I started to feel good, accomplished. My runs got longer and longer; soon I was at 120 minutes a day. "Keep running, you Sally!" That was the mantra I'd learned from my father on the sports fields. I'd say it over and over -- an engine keeping me going -- and envision myself getting thinner and thinner. My runner's high, a euphoria that was probably heightened by my starvation, was intoxicating. It felt more like love than anything I had ever known.

I felt strong enough by next fall to re-enroll in college -- this time at Emerson College and, against my father's wishes, in the "sissy" departments of musical theater and poetry. I started to make space for other people and things. I went out on a date with a guy, and kissed another one -- though I kept peering over his shoulder, convinced my father would barge in any moment and scold me.

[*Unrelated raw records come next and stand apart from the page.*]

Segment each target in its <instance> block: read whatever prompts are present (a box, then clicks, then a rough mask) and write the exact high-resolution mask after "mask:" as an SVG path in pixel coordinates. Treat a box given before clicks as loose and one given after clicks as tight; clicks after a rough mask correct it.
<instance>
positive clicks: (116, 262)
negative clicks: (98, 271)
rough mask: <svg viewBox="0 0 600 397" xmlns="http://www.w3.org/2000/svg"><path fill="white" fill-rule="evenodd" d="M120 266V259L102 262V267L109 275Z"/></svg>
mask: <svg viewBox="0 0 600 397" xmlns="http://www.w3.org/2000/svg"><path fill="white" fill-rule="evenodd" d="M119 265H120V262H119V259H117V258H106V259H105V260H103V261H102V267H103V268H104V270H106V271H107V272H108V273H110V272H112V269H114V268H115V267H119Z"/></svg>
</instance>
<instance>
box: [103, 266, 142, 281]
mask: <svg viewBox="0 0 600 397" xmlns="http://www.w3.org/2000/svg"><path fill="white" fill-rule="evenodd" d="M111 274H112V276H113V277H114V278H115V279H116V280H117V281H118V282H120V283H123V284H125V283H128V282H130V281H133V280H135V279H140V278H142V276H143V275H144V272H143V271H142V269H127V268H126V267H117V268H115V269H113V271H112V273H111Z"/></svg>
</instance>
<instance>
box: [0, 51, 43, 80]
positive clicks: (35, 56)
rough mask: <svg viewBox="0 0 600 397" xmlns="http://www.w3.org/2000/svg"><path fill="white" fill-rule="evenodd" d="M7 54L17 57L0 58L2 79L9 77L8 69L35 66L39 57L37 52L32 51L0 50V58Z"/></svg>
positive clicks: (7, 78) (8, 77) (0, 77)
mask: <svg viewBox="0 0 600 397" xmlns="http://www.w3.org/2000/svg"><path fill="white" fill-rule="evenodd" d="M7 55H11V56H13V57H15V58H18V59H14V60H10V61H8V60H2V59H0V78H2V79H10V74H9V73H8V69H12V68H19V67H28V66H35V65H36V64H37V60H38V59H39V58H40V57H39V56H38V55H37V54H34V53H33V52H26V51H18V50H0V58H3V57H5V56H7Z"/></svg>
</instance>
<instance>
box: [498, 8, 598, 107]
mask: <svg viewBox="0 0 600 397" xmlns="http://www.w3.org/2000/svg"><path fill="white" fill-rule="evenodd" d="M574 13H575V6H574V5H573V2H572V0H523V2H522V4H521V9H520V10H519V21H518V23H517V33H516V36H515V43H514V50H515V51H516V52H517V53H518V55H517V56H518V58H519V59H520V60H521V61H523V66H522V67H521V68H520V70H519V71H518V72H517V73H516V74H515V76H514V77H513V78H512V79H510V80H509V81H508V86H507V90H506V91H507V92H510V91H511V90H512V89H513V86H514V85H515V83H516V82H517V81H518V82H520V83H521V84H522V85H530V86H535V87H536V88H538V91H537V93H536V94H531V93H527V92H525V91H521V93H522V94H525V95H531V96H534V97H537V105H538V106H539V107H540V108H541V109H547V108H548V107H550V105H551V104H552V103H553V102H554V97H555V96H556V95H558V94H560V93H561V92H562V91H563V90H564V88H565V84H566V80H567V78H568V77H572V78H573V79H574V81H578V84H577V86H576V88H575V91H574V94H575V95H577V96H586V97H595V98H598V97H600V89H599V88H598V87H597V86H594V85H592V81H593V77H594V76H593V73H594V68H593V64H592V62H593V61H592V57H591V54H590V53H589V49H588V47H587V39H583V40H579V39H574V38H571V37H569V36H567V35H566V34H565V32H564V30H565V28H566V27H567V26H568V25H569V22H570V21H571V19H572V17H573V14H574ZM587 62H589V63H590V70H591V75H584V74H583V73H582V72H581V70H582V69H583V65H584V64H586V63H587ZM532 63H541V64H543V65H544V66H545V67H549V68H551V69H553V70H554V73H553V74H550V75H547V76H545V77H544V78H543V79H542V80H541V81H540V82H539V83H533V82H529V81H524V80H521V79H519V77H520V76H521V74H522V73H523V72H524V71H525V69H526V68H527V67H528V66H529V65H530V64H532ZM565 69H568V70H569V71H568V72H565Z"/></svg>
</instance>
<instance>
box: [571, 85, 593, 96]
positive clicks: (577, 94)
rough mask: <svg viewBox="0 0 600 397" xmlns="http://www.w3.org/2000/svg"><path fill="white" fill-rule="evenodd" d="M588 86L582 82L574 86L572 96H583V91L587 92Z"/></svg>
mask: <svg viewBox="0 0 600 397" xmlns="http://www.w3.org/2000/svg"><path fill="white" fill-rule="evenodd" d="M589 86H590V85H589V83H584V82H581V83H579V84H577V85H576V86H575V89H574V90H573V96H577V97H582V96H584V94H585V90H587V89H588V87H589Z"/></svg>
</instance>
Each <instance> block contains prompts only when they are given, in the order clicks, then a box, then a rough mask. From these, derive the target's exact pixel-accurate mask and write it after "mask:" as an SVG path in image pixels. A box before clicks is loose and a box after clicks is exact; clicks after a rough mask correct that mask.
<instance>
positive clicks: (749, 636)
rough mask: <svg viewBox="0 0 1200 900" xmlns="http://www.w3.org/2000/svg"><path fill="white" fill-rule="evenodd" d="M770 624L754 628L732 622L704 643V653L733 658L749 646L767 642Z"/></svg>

I would eat and drink on my dates. But the morning after, the shame and guilt were unbearable. I would obsess over how many grams of fat I'd let pass through my lips. To compensate, I'd run longer and harder, and skip eating for the following two days. I discovered laxatives, and began to depend on them to purge. Then I turned to fat burners, swallowing them by the fistfuls. I wound up urinating blood.

The shame I associated with intimacy prompted me to stave it off, too. I'd get involved with a guy, but as soon as we started to get close, I'd reject him -- a sort of sexual anorexia. After each break-up, I would return to starvation and running to help me forget. To replace the possibility of real love with an affair as trustworthy and familiar as I'd ever known.

The tug of war between anorexia and real love raged on inside me for years. Sometimes love would prevail, like during my semester abroad in Holland, when I divorced myself from anorexia long enough to outgrow the size 28 corduroys I'd arrived with. But I returned to the U.S. obsessing about my waist size once more.

I went to Northwestern for grad school, where, again, I chose starving and running over having a boyfriend. I ran the 1999 Chicago Marathon. It helped me stay dedicated to eating less and running more. Suffice it to say, I did not load up on carbs.

With each passing year, I punished myself for each sexual indulgence by trying to starve the gayness out of me, and maybe even slowly kill myself. I'd tried a couple therapists before, but they always wanted to focus on the eating disorder, and make the running stop. These were my life rafts, and I'd be damned if I had to go through life without them. Therapy never lasted long.

But in Chicago, I met Dr. Robert. He didn't want to talk about anorexia or obsessive exercise. He went to work on my internalized homophobia instead. He challenged me, impressed upon me that I could be both a good person, and gay. It went completely against everything my father had ever taught me. It was hard to digest. But in some time-released way, later it clicked.

For the next several years, I found balance, gained weight, and enjoyed life. I fell for a man named Stephen. I drove back to Andover to tell my parents I had a steady boyfriend. My mom was happy for me; my father chased me out of the house. I found that when I had the courage to love and be loved by another man, against my father's regime, my obsession with running and starving myself lessened.

A psychology professor at Emerson once told me that consistent love could cure most things. And that's what I've found with Justin. When I met him, there was a warmth and kindness in his face that I knew could sustain me. After buying our first home together in Pittsburgh, I filled out a bit. We cooked meals, dined out, and spent holidays together, surrounded by friends and family who embraced us. We traveled and tried new foods. I let Justin's consistent love fill me up. It made, and continues to make, me feel that I deserve the nourishment of food, and the everyday pleasures that life with him has to offer.

Justin vanquished my heart from the bottomless pits of anorexia and endless running. After my mother died, they tried to win me back. But Justin's love prevailed. My weight now fluctuates within a few pounds. There's a little more of me to love. And it's all Justin's.